Alcohol Dialogue in Denmark: Content, distribution and development of the programme
Anett Wiingaard, is General Manager at GODA, the social aspects organisation that manages the Talk About Alcohol programme in Denmark. All schools in the country are independently responsible for alcohol education. Schools can rely on external partners such as associations, companies and authorities and in 2008, two thirds of schools organised healthoriented
campaigns or theme days. There are tens of associations that offer cooperation; examples
vary from full-scale material packages for classes, guides for parents’ evenings, educational adventure trails for pupils, a ‘drug bus’ that circulates over the country providing ‘cool’ material, short movies and videos, theatre, comic series, games, competitions and quick polls at class etc.

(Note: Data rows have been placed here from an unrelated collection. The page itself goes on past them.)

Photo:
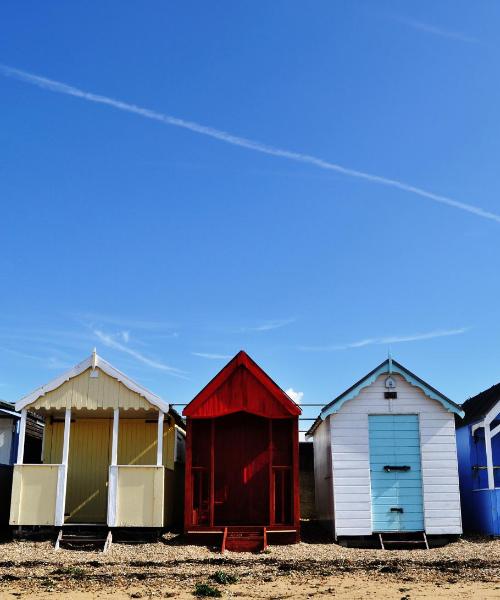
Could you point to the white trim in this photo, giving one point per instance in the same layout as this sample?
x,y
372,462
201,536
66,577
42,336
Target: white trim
x,y
60,496
114,439
62,476
176,444
159,449
489,456
93,361
112,495
22,436
492,413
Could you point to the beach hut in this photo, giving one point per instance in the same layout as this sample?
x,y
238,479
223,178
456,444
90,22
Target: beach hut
x,y
109,455
479,462
385,460
242,460
9,437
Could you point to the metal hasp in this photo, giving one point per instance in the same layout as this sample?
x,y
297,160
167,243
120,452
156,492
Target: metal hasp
x,y
389,468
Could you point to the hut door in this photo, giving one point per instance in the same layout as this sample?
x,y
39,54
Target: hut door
x,y
241,486
89,453
396,475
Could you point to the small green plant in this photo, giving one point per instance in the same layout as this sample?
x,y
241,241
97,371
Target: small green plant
x,y
47,583
224,578
206,590
71,571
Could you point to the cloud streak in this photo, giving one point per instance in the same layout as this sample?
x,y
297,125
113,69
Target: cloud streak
x,y
266,326
212,356
111,342
385,341
432,29
228,138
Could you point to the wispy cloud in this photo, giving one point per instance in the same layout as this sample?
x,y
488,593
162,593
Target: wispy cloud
x,y
125,322
111,342
439,31
212,356
228,138
294,395
386,341
266,326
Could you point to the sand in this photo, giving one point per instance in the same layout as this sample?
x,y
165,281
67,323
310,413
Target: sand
x,y
467,568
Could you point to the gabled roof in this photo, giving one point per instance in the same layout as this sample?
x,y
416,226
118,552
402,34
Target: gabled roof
x,y
388,366
224,404
93,362
477,407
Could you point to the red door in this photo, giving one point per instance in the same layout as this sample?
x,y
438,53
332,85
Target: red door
x,y
241,459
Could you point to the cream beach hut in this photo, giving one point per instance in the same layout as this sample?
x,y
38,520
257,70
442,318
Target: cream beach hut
x,y
111,453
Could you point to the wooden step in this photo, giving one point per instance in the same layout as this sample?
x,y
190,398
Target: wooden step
x,y
244,539
403,539
83,539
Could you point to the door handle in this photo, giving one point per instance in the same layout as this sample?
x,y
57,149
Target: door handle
x,y
389,468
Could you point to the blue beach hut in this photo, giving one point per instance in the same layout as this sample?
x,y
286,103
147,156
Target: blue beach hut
x,y
478,445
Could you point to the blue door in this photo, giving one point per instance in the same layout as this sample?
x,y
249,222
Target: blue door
x,y
396,474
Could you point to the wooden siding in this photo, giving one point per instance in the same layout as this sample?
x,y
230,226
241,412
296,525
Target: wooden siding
x,y
351,463
89,457
138,441
6,426
92,393
34,489
140,496
323,474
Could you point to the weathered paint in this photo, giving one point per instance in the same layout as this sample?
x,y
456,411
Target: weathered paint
x,y
140,496
91,393
350,455
89,455
390,366
242,454
480,505
397,503
323,476
34,494
6,439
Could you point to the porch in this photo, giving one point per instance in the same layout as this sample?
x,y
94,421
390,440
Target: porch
x,y
100,467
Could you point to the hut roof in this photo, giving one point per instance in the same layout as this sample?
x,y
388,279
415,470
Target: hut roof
x,y
93,362
212,401
388,366
478,406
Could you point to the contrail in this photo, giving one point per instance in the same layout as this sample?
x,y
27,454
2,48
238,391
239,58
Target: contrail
x,y
387,340
228,138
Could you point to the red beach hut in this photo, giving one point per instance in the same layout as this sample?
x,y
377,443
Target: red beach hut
x,y
242,460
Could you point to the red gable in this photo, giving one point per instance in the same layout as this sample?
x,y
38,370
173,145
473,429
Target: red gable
x,y
242,386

6,922 copies of the Talk About Alcohol workbook have been ordered by schools (1,500 schools = app. 4 copies each school). There is also a comprehensive website Alcohol Dialogue, which will have an expanded section on organising parent meetings in schools and concrete tools to help teachers to organise constructive meetings for development of a dialogue with parents about setting up rules about alcohol. Finally, the programme is being drawn to the attention of the political system via a newsletter, ministries, education, heath and social committees, as well as members of parliament and to municipal council men.
Drinking context in Denmark
Average alcohol consumption (100% alcohol) last drink episode is very heavy in Denmark, heading the league across Europe:
boys - girls ( Denmark 10.6 cl 8.9 cl, Finland 7.8 cl 7.2 cl, Norway 7.6 cl 6.6 cl)
However, there are some trends moving in the right direction. Regarding alcohol consumption among young people aged 15-16 year old, between 2007 and 2011, the proportion of teenagers who drank at least 20 times in the previous year dropped from 50% to 37% in boys and from 35% to 28% in girls.
The share of boys who were drunk at least 10 times dropped from 21% to 17% (and 16 % to 11% for girls). The percentage of 15-16 year-olds who were not drunk in the past month increased from 49 % to 61% in boys and from 53% to 62% in girls.
The proportion of these teenagers who got drunk more than once or twice last month dropped from 24% to 12% among boys and from 16% to 7.5% among girls i.e The number of young people in Denmark who were drunk more than once or twice during the last month has gone down 50%. Approximately 50,000 children are born each year to a population of 5 million.